In the midst of a union decertification campaign, a union supporter made anonymous, vulgar statements about the employer. On a union newsletter, he wrote “Dear Pussies, Please Read.” On another union newsletter, he wrote “Hey cat food lovers, how’s your income doing?” And on a third newsletter, he wrote “Warehouse workers, RIP.” After receiving complaints from several female employees, his employer learned through an investigation that one male employee had written all of those anonymous comments — in fact, he ultimately admitted doing so. He was fired and he challenged his termination with the NLRB, claiming that he was fired for engaging in protected, concerted activity.
The Board found that these vulgar and potentially threatening statements were not “so egregious” as to lose protection under the National Labor Relations Act. In reaching that conclusion, the Board focused on three factors: (1) the writings were made in a work area; (2) they were made during a union campaign; and (3) on one prior occasion, an employee had affixed a sticker to a piece of equipment that said “Don’t be a dick.” It ordered the employee reinstated with backpay.

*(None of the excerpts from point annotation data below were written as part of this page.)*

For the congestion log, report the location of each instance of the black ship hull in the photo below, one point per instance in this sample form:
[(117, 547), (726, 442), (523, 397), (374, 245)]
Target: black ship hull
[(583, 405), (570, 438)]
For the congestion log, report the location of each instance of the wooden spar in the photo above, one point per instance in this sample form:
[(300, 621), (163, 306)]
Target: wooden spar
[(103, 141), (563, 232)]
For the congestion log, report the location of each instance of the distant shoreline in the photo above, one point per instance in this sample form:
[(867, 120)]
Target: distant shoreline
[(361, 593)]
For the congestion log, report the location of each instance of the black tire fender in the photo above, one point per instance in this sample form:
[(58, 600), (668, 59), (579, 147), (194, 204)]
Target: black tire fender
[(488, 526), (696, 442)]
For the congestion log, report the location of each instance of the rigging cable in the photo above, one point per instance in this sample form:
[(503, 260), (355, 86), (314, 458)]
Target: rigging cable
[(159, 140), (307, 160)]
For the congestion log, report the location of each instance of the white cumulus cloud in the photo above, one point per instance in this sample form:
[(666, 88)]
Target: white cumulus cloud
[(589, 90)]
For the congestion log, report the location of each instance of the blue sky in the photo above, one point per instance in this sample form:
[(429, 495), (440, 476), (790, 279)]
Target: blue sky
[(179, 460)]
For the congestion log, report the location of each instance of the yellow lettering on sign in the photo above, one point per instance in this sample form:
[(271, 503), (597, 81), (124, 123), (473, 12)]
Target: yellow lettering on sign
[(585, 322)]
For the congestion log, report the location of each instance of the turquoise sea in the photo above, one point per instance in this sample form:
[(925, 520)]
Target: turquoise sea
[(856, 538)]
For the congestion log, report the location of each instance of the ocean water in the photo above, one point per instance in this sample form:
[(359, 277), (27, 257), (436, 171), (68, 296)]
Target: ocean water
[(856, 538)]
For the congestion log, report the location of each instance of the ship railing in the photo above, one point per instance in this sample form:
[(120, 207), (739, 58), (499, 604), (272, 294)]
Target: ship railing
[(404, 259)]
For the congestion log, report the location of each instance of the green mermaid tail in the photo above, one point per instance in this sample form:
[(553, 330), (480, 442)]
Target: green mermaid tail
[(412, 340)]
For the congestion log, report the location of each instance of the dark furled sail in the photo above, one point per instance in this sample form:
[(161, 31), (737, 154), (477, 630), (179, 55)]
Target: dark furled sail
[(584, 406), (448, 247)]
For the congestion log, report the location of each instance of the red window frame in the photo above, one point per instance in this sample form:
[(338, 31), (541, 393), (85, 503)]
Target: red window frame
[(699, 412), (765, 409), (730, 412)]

The Board acknowledged that the comments were “vulgar” and “demeaning to women,” but apparently gave no weight to that, finding instead that it was “part of the res gestae [the sequence of events] of otherwise protected activity.” Implicitly, the Board ignored precedent from federal appellate courts chiding it for similar rulings that were found to be “preposterous” and not “reasonably defensible.”
This decision, while likely to be reversed by an appellate court, is notable because it seemingly puts employers in a “Catch 22” upon receiving complaints about offensive or harassing conduct during an organizing campaign. Ordinarily, the law would encourage employers to conduct an investigation and discipline those responsible for such conduct, but this decision cautions against that common sense conclusion.